Co-Principal Investigators - Joe W. Gray, PhD | Frank McCormick, PhD, FRS
Clinical Co-Principal Investigator - Hope Rugo, MD

Deregulation of receptor tyrosine kinase (RTK) signaling is now recognized as important in the genesis and progression of human epithelial cancers, including breast cancer. This knowledge has stimulated the development of a broad range of RTK pathway inhibitors as anticancer agents. Iressa (ZD-1839) and Herceptin are two examples that are now in clinical use. Unfortunately, responses to these and other RTK inhibitors vary dramatically, even between patients that over express the target receptor. We postulate that this is due, in part, to the considerable variation in RTK pathway function that occurs downstream of the receptor. We believe that aberrations that will interfere with response to upstream RTK inhibitors and/or that predict unexpected response can be detected by analysis of a collection of 60 breast cancer cell lines that carry the same spectrum of RTK pathway aberrations as found in primary breast tumors. Use of cell lines to predict inhibitor response failure is attractive because of the savings in cost and time and because the information can be obtained before early phase clinical trials begin so that it can be used to guide trial design. Thus, the central goal of this project is to test this hypothesis. Should this approach prove out, it would have broad utility for development of predictive strategies for the wealth of RTK inhibitors and other targeted therapeutics that are now under development and would substantially increase the speed and decrease the cost of agent trials. This will be accomplished in three aims.

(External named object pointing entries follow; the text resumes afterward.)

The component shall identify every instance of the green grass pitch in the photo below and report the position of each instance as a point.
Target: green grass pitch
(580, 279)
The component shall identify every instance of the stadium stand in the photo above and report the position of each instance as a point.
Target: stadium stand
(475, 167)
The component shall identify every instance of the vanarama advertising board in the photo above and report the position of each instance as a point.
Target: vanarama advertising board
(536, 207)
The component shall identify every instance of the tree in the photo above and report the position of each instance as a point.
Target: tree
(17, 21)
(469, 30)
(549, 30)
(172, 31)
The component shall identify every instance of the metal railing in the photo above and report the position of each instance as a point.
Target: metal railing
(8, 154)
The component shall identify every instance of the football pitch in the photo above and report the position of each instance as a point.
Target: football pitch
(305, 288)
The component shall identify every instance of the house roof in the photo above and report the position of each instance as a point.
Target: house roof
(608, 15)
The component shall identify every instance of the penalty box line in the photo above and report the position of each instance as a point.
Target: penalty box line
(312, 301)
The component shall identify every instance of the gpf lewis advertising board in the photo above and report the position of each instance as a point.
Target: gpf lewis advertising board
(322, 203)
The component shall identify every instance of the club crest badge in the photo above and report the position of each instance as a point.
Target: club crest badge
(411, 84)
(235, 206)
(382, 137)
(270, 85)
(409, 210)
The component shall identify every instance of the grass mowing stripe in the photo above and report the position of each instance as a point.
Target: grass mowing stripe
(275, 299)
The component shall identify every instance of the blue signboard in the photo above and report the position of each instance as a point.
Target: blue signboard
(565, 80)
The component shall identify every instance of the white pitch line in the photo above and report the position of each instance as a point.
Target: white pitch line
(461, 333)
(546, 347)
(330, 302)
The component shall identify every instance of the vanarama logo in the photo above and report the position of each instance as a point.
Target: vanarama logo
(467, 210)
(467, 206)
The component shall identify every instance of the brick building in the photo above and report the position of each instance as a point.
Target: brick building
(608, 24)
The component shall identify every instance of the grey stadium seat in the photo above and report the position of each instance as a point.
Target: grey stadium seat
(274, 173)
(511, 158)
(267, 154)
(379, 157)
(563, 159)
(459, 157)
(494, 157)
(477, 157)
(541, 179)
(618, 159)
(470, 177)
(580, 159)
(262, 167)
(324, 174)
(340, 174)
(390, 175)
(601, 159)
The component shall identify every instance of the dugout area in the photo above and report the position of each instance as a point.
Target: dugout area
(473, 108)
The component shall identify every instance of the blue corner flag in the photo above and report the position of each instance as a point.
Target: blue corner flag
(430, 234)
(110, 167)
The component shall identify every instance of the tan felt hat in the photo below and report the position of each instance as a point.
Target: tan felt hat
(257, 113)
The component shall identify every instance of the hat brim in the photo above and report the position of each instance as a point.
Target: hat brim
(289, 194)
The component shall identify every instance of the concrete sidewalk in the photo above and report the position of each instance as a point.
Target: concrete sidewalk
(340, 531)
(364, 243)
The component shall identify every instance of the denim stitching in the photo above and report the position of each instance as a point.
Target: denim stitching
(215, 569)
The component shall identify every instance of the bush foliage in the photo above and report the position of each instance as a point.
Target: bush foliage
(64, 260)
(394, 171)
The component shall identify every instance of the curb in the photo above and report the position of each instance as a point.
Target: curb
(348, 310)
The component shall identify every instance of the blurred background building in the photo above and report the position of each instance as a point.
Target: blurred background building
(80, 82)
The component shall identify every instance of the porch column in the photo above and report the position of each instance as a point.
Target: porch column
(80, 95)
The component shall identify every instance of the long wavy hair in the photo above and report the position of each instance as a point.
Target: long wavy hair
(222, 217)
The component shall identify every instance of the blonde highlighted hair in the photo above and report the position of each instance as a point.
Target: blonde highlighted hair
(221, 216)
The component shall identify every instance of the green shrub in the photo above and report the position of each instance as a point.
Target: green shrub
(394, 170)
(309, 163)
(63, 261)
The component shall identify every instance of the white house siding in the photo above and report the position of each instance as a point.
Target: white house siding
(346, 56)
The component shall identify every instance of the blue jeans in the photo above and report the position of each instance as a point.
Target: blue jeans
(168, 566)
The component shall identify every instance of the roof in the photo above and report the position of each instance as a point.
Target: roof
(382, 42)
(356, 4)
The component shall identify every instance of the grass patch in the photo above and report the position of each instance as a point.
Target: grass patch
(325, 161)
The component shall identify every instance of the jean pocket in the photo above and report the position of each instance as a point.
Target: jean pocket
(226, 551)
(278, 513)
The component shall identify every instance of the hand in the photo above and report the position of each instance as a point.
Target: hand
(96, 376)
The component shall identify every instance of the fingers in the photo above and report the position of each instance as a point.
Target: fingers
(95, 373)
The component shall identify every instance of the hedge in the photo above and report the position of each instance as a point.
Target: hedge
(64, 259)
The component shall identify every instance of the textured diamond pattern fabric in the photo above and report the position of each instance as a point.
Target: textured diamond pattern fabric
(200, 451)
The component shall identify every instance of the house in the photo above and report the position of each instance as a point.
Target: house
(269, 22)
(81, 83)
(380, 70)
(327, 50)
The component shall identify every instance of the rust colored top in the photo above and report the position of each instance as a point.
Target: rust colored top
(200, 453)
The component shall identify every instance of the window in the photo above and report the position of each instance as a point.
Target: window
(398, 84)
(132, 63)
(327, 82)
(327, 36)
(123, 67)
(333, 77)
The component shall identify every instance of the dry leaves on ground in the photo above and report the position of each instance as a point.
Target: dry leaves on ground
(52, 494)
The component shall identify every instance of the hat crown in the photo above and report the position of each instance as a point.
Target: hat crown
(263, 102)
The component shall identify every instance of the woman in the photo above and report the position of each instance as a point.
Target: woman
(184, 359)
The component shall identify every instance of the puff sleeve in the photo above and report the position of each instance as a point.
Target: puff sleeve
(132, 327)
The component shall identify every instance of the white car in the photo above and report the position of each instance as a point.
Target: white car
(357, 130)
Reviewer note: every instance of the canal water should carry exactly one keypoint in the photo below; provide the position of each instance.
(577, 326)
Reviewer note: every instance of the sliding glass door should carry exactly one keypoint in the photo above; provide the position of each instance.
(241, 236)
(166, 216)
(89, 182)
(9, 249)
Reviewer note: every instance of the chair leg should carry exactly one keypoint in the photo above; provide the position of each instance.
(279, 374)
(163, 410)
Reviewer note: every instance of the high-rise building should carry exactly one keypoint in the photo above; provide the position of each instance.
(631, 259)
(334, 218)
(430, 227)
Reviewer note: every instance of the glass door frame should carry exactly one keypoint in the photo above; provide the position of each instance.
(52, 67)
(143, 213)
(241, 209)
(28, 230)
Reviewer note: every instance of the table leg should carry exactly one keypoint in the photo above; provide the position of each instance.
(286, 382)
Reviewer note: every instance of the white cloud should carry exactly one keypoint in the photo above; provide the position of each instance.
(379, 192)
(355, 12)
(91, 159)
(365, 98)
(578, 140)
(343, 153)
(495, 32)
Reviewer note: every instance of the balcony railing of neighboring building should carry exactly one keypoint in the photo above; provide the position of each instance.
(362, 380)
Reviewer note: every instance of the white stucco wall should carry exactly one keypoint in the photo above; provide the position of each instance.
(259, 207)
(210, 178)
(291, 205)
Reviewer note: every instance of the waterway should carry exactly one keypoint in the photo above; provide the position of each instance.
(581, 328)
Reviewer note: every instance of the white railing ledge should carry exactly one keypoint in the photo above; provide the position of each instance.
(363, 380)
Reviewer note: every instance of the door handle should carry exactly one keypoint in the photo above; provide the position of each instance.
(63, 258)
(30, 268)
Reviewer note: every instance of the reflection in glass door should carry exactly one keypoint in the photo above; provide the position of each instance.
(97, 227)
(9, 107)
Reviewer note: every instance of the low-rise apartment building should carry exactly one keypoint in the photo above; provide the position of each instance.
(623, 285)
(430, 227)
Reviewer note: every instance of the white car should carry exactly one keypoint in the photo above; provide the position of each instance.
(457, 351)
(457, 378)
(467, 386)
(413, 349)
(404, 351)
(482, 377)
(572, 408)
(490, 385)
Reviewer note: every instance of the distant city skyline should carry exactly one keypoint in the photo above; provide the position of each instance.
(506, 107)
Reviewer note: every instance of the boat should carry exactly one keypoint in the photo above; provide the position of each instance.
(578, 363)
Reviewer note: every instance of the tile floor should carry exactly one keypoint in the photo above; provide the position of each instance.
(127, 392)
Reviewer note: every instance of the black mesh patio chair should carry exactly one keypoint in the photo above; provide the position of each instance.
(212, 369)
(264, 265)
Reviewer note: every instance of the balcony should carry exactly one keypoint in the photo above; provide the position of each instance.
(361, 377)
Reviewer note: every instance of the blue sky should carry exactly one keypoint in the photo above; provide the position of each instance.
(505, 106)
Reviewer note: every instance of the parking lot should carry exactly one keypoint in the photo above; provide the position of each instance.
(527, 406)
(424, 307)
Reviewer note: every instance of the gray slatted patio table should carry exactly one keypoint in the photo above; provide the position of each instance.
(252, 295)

1. Biological responses and molecular profiles will be measured before and during treatment with Iressa and Herceptin for 60 breast cancer cell lines and analyzed to identify aberrations that interfere with Herceptin- or Iressa-induced changes in mitotic index, motility, growth rate, and/or apoptotic rate.

    

2. Molecular predictors of response developed in Aim 1 will be tested in vitro by modulating the expression of RTK pathway genes predicted to influence response to Herceptin and/or Iressa and in vivo by examining biological and clinical responses of human breast cancer xenografts.

    

3. Predictors of response will be tested in 200 patients treated with Herceptin as a single agent and, if successful, in ~1400 samples from patients enrolled in the NSABP B-31 trial in which samples are being collected from 2700 patients treated with chemotherapy +/-Herceptin. Predictors of response to Iressa will be tested in 40 patients treated with Iressa as a single agent.